Although Burris graduated from the Miami Herbert Business School, his passion for his first love, photography, never faltered. Soon after enrolling at the University, Burris was unsure if he should follow the path of the artist or enter the world of business – until he took his first photography class.

Burris “One time, after class, I was walking with the professor to his car,” Burris recalls. “He was driving an ancient, rusty Oldsmobile – and he had been a photographer for Life magazine! It was then that I decided not to try to make a living in the arts, but give accounting and finance a chance.”

In recent years, Burris began to reflect on what his long-term legacy might be. At the urging of close friends and fellow UM alumni, he decided to give back to the University by creating the Michael R. Burris Art and Art History Innovation Endowment.
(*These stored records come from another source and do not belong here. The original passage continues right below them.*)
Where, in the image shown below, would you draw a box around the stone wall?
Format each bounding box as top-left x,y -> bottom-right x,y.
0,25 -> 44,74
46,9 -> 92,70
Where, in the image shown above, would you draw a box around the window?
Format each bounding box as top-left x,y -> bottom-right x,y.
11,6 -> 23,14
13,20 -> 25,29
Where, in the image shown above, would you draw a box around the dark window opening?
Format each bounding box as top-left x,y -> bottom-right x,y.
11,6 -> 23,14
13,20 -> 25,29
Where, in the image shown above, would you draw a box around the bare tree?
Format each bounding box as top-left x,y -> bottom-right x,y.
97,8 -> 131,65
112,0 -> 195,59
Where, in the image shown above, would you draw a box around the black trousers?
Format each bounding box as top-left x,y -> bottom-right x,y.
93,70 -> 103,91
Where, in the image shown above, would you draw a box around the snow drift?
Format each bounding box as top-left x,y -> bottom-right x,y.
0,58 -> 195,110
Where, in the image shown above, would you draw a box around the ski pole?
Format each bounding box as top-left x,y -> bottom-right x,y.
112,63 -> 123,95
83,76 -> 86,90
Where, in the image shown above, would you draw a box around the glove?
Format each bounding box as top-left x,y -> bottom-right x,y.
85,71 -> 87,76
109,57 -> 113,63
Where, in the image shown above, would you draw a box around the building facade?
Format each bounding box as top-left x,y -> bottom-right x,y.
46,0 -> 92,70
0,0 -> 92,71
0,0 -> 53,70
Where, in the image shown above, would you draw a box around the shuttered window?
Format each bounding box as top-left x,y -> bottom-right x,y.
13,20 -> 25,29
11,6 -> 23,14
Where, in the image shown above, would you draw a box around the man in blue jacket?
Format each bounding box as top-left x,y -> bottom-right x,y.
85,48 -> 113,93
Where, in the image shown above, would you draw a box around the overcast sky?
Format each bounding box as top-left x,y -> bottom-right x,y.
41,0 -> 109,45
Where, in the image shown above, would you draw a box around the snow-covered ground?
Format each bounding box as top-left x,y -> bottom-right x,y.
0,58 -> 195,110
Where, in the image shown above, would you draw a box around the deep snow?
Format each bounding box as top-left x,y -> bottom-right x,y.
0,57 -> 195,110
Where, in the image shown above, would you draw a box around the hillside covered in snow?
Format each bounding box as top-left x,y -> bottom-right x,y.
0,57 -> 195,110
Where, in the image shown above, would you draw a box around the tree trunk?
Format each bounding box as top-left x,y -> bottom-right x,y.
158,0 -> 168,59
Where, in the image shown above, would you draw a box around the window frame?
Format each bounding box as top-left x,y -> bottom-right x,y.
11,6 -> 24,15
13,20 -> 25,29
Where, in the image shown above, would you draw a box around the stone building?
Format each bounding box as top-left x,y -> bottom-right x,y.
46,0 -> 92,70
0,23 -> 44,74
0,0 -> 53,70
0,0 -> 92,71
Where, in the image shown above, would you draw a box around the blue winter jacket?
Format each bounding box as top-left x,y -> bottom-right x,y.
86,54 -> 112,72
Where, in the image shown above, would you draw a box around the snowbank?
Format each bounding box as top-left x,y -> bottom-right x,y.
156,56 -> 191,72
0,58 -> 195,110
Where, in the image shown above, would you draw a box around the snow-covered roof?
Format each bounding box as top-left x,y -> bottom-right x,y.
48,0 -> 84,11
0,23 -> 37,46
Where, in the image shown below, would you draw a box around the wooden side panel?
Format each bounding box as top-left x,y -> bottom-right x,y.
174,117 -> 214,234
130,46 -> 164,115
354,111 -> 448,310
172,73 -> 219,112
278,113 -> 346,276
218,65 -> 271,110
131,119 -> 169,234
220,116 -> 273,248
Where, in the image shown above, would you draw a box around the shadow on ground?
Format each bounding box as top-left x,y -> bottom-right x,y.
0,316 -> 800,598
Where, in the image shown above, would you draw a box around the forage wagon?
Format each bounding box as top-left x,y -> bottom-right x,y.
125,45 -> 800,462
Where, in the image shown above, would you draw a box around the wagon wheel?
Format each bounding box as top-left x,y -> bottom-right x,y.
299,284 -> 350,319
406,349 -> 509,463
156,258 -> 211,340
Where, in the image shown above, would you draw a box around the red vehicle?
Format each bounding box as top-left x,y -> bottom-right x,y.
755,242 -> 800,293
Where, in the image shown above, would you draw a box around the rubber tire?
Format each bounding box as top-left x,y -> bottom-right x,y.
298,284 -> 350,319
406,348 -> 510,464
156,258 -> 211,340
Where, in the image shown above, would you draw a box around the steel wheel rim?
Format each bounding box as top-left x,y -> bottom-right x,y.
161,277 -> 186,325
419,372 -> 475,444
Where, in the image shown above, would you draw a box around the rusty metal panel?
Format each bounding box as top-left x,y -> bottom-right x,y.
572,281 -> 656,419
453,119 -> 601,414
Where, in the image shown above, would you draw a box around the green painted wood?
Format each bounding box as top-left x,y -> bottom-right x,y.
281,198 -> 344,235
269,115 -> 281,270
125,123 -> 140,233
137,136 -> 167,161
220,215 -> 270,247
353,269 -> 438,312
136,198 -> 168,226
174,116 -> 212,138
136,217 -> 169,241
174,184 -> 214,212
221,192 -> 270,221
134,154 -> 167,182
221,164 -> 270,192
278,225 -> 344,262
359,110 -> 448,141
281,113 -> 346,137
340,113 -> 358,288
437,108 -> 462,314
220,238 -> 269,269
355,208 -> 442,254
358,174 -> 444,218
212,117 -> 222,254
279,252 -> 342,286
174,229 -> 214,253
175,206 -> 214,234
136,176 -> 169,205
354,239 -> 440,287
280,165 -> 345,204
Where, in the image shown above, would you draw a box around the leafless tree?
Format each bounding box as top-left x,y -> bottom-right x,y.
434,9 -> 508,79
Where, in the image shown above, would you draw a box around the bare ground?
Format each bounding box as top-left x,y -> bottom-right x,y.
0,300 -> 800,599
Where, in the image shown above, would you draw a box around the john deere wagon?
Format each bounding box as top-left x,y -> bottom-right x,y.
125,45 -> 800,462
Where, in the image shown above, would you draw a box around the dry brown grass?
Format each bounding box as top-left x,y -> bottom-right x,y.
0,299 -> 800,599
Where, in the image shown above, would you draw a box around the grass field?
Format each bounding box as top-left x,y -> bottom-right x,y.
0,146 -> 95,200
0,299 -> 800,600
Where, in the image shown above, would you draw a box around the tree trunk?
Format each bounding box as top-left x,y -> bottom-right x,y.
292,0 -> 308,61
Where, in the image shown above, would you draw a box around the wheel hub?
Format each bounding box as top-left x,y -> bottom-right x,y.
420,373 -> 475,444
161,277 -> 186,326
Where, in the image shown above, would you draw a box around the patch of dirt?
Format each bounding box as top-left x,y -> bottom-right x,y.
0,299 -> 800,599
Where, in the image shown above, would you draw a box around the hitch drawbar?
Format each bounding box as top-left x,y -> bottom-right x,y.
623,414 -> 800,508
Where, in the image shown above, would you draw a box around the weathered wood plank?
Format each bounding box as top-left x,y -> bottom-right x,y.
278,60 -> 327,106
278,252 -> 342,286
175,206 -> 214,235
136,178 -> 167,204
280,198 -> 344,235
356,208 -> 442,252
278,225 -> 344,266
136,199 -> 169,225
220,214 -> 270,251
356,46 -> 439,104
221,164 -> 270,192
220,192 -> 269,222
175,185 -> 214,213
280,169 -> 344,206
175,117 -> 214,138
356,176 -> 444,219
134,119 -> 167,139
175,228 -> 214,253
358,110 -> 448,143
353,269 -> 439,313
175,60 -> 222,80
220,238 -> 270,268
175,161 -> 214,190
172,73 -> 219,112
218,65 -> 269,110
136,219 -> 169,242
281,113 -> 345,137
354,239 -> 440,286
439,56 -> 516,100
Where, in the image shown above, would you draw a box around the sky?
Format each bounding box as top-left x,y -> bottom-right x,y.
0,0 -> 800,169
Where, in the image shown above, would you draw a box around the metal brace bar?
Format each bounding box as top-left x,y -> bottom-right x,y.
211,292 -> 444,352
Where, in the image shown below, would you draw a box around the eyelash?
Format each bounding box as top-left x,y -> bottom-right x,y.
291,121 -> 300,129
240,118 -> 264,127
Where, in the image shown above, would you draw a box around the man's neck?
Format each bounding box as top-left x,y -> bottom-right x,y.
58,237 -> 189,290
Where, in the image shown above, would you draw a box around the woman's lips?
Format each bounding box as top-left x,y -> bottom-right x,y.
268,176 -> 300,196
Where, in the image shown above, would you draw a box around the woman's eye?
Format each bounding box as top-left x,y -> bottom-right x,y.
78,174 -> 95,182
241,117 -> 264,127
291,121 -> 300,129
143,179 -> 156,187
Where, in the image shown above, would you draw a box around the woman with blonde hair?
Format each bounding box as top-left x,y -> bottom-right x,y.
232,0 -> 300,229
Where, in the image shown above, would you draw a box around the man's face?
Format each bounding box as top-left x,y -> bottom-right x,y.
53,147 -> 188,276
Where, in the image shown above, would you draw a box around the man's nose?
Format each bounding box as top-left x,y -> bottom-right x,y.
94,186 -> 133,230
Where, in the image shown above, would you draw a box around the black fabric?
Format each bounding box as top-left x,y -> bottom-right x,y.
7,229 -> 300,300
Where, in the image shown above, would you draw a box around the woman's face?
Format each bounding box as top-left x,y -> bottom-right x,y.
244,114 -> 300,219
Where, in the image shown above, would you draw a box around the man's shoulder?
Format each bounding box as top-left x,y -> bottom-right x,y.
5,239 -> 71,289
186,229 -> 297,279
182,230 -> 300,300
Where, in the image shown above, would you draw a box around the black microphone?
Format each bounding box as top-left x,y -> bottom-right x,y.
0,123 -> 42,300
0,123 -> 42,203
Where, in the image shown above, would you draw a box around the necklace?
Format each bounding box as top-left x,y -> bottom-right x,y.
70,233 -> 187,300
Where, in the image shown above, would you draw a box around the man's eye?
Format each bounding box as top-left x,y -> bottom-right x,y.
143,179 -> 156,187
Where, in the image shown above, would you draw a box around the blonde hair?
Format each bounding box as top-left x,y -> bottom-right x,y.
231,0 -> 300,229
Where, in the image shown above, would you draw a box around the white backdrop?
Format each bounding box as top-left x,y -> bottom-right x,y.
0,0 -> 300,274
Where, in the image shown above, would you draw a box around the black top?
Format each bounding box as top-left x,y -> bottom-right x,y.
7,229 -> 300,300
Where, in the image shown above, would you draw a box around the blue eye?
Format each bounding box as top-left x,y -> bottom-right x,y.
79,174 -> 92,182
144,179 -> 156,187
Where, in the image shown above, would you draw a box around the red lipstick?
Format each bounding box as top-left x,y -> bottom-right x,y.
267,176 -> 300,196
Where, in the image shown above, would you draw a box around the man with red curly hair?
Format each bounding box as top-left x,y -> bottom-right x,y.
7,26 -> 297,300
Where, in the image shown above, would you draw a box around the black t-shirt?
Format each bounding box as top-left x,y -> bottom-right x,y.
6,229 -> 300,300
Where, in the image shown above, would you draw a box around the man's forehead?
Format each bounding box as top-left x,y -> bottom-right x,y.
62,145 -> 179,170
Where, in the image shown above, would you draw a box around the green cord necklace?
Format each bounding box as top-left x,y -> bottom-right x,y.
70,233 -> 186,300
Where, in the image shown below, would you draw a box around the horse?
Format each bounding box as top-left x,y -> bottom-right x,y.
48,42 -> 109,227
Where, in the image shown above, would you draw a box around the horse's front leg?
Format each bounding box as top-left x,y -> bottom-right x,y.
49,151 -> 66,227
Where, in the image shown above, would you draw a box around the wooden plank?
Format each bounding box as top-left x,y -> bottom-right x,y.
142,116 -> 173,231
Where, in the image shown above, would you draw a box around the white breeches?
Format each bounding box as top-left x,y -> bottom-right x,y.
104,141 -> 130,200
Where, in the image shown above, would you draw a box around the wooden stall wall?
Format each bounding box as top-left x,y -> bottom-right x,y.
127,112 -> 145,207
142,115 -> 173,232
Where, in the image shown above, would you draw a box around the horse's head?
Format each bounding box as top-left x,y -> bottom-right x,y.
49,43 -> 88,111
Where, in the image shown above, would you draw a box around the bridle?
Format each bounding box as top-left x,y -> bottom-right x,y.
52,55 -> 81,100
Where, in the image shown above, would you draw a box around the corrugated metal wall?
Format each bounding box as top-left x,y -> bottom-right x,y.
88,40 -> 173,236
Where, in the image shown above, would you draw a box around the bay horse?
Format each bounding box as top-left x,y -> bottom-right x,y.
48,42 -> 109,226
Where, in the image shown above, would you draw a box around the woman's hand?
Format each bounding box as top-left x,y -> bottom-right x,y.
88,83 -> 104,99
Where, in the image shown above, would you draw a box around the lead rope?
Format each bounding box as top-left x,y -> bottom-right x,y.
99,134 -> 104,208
“An endowment lasts a long time,” Burris says. “Making something that will be a marker of my existence 15 or 20 years from now is a wonderful thought to me.”   

The endowment combines multiple threads of Burris’s life and career, going back to his youth in South Florida as the son of a businessman father and impressionist-painter mother. Although photography became his hobby rather than his primary occupation, Burris took it very seriously. As early as his teenage years, Burris was making unconventional works of surreal, abstract photographic art rather than conventional portraits or landscape shots.

“I was never interested in postcard-type shots that could be purchased anywhere, and the film was expensive,” he says. “Instead, I’d take pictures of other objects or images that caught my eye. My work was more like street photography. Lately, I’m trying to do hybrid photography, surreal and abstract, translating 3D to 2D and back again, which I’m calling polymorphics.”

With his generous gift of $500,000, the endowment will support students and faculty in the Department of Art and Art History with “a wide range of exciting academic experiences,” says Burris. “Perhaps the endowment can help support an art trip somewhere or supplies for a new medium because technology is changing everything in the visual arts.”

“It is because of the generosity of donors like Michael Burris that the arts can continue to change, advance, and thrive at the University of Miami,” says Nathan Timpano, associate professor of art history and department chair. “Through this endowment, our fine arts students will have doors and opportunities open to them that would not otherwise be available.”